O SR. PRESIDENTE (Valmir Campelo) - Há cinco minutos o tempo do Senador Osmar Dias se esgotou. Por isso, peço a V. Exª, nobre Senador Waldeck Ornelas, que, por favor, seja breve no seu aparte.
O Sr. Waldeck Ornelas - Senador Osmar Dias, V. Exª tem sempre tratado das questões agrícolas com profundo conhecimento de causa e com muita responsabilidade, como agora o faz. São importantes as ponderações que apresenta a respeito de discussões que estão sendo mantidas neste momento, como também o são as propostas que apresenta. Tenho sempre buscado chamar a atenção para a grande heterogeneidade e desequilíbrio que marcam o nosso País e para a necessidade de levarmos isso em consideração. O País não comporta políticas homogêneas, uniformes. Quero chamar a atenção, em particular, para a região oeste da Bahia, que, hoje, participa com 2% da produção nacional de grãos, um número que pode parecer irrelevante, considerada a forte produção do Rio Grande do Sul e do Paraná, mas que é extremamente significativo quando se considera que se trata de uma região nordestina. Essas novas fronteiras precisam de atenção especial por parte do Governo, quando da execução das suas políticas de expansão da produção agrícola. O Brasil é um país muito feliz, que pode crescer não apenas com os ganhos de produtividade, a que se referiu V. Exª, mas também ainda mediante a incorporação de alguns fatores. A região oeste da Bahia, uma fronteira implantada sem os subsídios do crédito rural e sem o crédito subsidiado do PROTERRA, requer atenção especial. Deve haver uma orientação específica aos agentes financeiros na renegociação dessa dívida, no acordo que foi feito, até porque se trata de uma fronteira ainda não inteiramente ocupada, mas apenas embrionariamente, incipientemente, ocupada, situando-se mais amplamente no contexto do que nós chamamos de cerrado setentrional, ou seja, aquela área que abrange o oeste da Bahia, o sul do Maranhão, o sudoeste do Piauí e praticamente todo o Estado do Tocantins, que constitui uma válvula de escape muito grande, muito significativa para a grave crise social que nós enfrentamos no nordeste. Quero, ao aduzir esses comentários, cumprimentar V. Exª pelo pronunciamento que acaba de fazer.

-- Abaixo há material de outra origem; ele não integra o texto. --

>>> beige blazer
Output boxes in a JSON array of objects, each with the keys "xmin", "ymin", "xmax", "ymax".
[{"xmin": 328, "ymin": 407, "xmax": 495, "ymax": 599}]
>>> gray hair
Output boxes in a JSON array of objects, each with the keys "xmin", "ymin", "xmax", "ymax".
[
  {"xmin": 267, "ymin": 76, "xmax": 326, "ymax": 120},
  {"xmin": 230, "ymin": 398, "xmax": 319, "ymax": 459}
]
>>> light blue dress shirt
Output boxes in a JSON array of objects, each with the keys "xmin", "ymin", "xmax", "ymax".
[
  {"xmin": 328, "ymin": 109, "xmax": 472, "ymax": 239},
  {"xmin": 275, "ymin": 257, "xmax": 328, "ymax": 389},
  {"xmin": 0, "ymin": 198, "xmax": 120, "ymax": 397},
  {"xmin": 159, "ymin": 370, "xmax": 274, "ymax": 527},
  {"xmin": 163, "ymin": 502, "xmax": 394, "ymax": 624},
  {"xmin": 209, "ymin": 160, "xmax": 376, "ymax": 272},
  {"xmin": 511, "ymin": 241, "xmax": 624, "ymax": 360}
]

O SR. OSMAR DIAS - Já vou concluir, Sr. Presidente.
Aceito o aparte do Senador Waldeck Ornelas como parte do meu pronunciamento, ao mesmo tempo em que afirmo que o trabalho de S. Exª na comissão que foi implantada para o desenvolvimento do Vale do São Francisco com certeza irá colaborar muito para o desenvolvimento daquela região, inclusive como exemplo para outras regiões do País.
Nós precisamos integrar-nos competitivamente. Não é aceitando títulos podres em troca de dívidas ou tributos que o Governo brasileiro irá ajudar a agricultura. Essa ajuda só será possível se tivermos uma política mais agressiva e competente.